On the other hand, consider the sets 풫₃ and 풫₄ from Example 2.3.4. Recall that 풫₃ = {μ : μ(blue) ≤ .5, μ(yellow) ≤.5}, and 풫₄ ={μ : μ(b = μ(y)}. It is easy to check that Pl_풫₄ (blue) = Pl_풫₄ (yellow), while Pl_풫₃ (blue) and Pl_풫₃ (yellow) are incomparable.

This technique for defining a plausibility measure that represents a set of probability measures is quite general. The same approach can be used essentially without change to represent any set of plausibility measures as a single plausibility measure.
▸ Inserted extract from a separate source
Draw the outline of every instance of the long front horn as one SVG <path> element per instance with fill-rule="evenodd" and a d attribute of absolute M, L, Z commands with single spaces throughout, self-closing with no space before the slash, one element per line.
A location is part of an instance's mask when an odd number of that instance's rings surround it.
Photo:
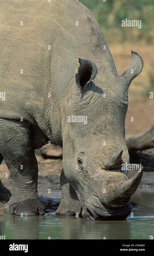
<path fill-rule="evenodd" d="M 127 176 L 121 173 L 108 175 L 102 187 L 101 201 L 109 208 L 123 206 L 137 189 L 143 171 L 142 167 L 140 171 L 130 180 L 128 180 Z"/>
Plausibility measures are very general. Pl1–3 are quite minimal requirements, by design, and arguably are the smallest set of properties that a representation of likelihood should satisfy. It is, of course, possible to add more properties, some of which seem quite natural, but these are typically properties that some representation of uncertainty does not satisfy (see, e.g., Exercise 2.57).
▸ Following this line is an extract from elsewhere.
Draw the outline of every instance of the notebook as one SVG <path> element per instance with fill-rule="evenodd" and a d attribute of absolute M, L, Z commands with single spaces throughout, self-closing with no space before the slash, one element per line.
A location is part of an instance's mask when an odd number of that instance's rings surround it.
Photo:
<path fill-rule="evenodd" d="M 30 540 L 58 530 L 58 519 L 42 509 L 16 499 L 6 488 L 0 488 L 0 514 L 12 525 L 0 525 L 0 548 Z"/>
What is the advantage of having this generality? This should hopefully become clearer in later chapters, but I can make at least some motivating remarks now. For one thing, by using plausibility measures, it is possible to prove general results about properties of representations of uncertainty. That is, it is possible to show that all representations of uncertainty that have property X also have property Y. Since it may be clear that, say, possibility measures and ranking functions have property X, then it immediately follows that both have property Y ; moreover, if Dempster-Shafer belief functions do not have property X, the proof may well give a deeper understanding as to why belief functions do not have property Y.
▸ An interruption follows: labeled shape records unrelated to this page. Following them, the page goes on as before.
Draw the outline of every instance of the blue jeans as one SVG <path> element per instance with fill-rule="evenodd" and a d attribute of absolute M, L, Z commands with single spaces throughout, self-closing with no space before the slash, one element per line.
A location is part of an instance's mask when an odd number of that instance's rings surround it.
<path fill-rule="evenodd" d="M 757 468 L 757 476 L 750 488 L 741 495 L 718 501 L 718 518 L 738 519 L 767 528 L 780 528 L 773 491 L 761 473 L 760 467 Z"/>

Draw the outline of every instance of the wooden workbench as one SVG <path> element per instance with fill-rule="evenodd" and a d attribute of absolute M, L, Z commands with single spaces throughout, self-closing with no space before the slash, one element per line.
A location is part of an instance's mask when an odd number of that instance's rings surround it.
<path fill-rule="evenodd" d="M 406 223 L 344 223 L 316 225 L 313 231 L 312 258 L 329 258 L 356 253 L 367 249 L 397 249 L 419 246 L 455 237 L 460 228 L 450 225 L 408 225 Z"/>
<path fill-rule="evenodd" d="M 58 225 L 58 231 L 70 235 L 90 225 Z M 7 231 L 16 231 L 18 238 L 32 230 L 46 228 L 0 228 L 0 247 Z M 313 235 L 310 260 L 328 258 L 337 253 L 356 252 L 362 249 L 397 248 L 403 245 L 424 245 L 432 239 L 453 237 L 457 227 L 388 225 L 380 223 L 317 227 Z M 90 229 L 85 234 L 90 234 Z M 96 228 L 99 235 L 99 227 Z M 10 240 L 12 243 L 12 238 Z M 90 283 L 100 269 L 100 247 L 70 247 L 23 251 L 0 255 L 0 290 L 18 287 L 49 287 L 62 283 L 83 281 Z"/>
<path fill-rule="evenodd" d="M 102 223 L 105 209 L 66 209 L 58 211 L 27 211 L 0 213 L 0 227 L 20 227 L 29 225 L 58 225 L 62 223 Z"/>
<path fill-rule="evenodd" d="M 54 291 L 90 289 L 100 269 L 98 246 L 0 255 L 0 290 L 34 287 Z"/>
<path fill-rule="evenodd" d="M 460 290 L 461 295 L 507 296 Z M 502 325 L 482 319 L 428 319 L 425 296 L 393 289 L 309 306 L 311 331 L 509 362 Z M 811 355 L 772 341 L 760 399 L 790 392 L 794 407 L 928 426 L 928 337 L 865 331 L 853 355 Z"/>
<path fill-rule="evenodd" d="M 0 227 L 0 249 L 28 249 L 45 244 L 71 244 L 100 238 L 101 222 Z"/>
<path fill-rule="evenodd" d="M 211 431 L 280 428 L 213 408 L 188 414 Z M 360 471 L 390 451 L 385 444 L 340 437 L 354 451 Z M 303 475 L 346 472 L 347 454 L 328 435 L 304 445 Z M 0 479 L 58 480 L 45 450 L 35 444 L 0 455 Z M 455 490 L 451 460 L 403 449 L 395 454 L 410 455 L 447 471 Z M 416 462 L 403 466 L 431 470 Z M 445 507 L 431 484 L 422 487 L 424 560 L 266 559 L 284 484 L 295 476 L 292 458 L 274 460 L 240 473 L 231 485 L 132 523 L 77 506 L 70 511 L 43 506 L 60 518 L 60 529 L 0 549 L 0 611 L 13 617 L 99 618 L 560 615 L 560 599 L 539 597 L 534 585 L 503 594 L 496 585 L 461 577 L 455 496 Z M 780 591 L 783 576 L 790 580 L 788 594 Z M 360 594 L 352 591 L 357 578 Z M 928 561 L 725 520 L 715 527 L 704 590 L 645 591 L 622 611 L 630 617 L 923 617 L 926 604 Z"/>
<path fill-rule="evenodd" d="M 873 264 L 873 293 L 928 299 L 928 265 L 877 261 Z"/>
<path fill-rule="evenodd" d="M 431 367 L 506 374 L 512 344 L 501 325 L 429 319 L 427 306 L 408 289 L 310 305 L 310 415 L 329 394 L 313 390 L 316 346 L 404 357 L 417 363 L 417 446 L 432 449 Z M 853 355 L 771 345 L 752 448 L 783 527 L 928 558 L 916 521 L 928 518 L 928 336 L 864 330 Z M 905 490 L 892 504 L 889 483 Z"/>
For example, it turns out that a great deal of mileage can be gained by assuming that there is some operation ⊕ on the set of plausibility values such that Pl(U ∪ V) = Pl(U) ⊕ Pl(V) if U and V are disjoint. (Unfortunately, the ⊕ discussed here has nothing to do with the ⊕ defined in the context of Dempster's Rule of Combination. I hope that it will be clear from context which version of ⊕ is being used.) If such an ⊕ exists, then Pl is said to be additive (with respect to ⊕). Probability measures, possibility measures, and ranking functions are all additive. In the case of probability measures, ⊕ is +; in the case of possibility measures, it is max; in the case of ranking functions, it is min. For the plausibility measure Pl_P, ⊕ is essentially pointwise addition (see Section 3.9 for a more careful definition). However, belief functions are not additive; neither are plausibility functions, lower probabilities, or upper probabilities. There exist a set W, a belief function Bel on W, and pairwise disjoint subsets U₁, U₂, V₁, V₂ of W such that Bel(U₁) = Bel(V₁), Bel(U₂) = Bel(V₂), but Bel(U₁ ∪ U₂) ≠ Bel(V₁ ∪ V₂) (Exercise 2.56). It follows that there cannot be a function ⊕ such that Bel(U ∪ V) = Bel(U) ⊕ Bel(V). Similar arguments apply to plausibility functions, lower probabilities, and upper probabilities. Thus, in the most general setting, I do not assume additivity. Plausibility measures are of interest in part because they make it possible to investigate the consequences of assuming additivity. I return to this issue in Sections 3.9, 5.3, and 8.4.